Une originalité véritable, un humour inattendu donnant volontiers dans l’absurde, un humanisme sensible se manifestent à travers les treize nouvelles de ce recueil jouant sur plusieurs registres et pouvant aller jusqu’à une violence inouïe.
Dans la première nouvelle (« Le mâle qui est en nous »), l’héroïne est une vaillante femelle moineau vivant sous le toit de la prison et capable de mettre en déroute les sbires de l’État des oiseaux. De même, dans tous les autres récits, les personnages principaux sont des femmes, dont le parcours croise des hommes aux profils variés : sages, immatures, dépressifs, sentimentaux, mythomanes ou franchement répugnants.

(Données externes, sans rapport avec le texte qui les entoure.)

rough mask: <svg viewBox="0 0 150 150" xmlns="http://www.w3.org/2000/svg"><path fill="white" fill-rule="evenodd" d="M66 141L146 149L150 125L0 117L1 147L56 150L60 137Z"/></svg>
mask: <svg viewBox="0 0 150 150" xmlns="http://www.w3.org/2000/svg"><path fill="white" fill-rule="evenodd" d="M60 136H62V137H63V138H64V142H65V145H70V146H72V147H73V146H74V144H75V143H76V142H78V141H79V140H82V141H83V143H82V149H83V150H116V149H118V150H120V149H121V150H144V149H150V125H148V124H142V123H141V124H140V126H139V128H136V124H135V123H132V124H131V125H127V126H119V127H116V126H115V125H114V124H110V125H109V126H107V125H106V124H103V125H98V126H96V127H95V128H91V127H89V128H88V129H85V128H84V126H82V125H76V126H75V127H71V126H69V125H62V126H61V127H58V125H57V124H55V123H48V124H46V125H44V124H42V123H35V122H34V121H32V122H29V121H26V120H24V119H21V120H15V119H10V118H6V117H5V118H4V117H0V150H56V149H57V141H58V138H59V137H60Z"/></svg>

La grande élégance de l’auteur est de nous éviter les plaintes sur la condition de détenu ainsi que les pesantes leçons sur la politique. L’arbitraire du pouvoir en Turquie est présent, bien sûr, tout autant que la barbarie, le cas échéant, d’une société emprisonnée dans ses tabous. Le recueil est bien, en un sens, un écrit militant, dédié « à toutes les femmes assassinées, à toutes celles victimes de violences », mais il transcende cette catégorie par son inventivité littéraire. De même que la nouvelle est un genre difficile qui, par sa brièveté, doit aller à l’essentiel, le prisonnier doit puiser la force de vivre et de se développer dans une vie ramenée à l’essentiel.
Selahattin Demirtaş, L’Aurore, éd. Emmanuelle Collas, 140 p., 15 €.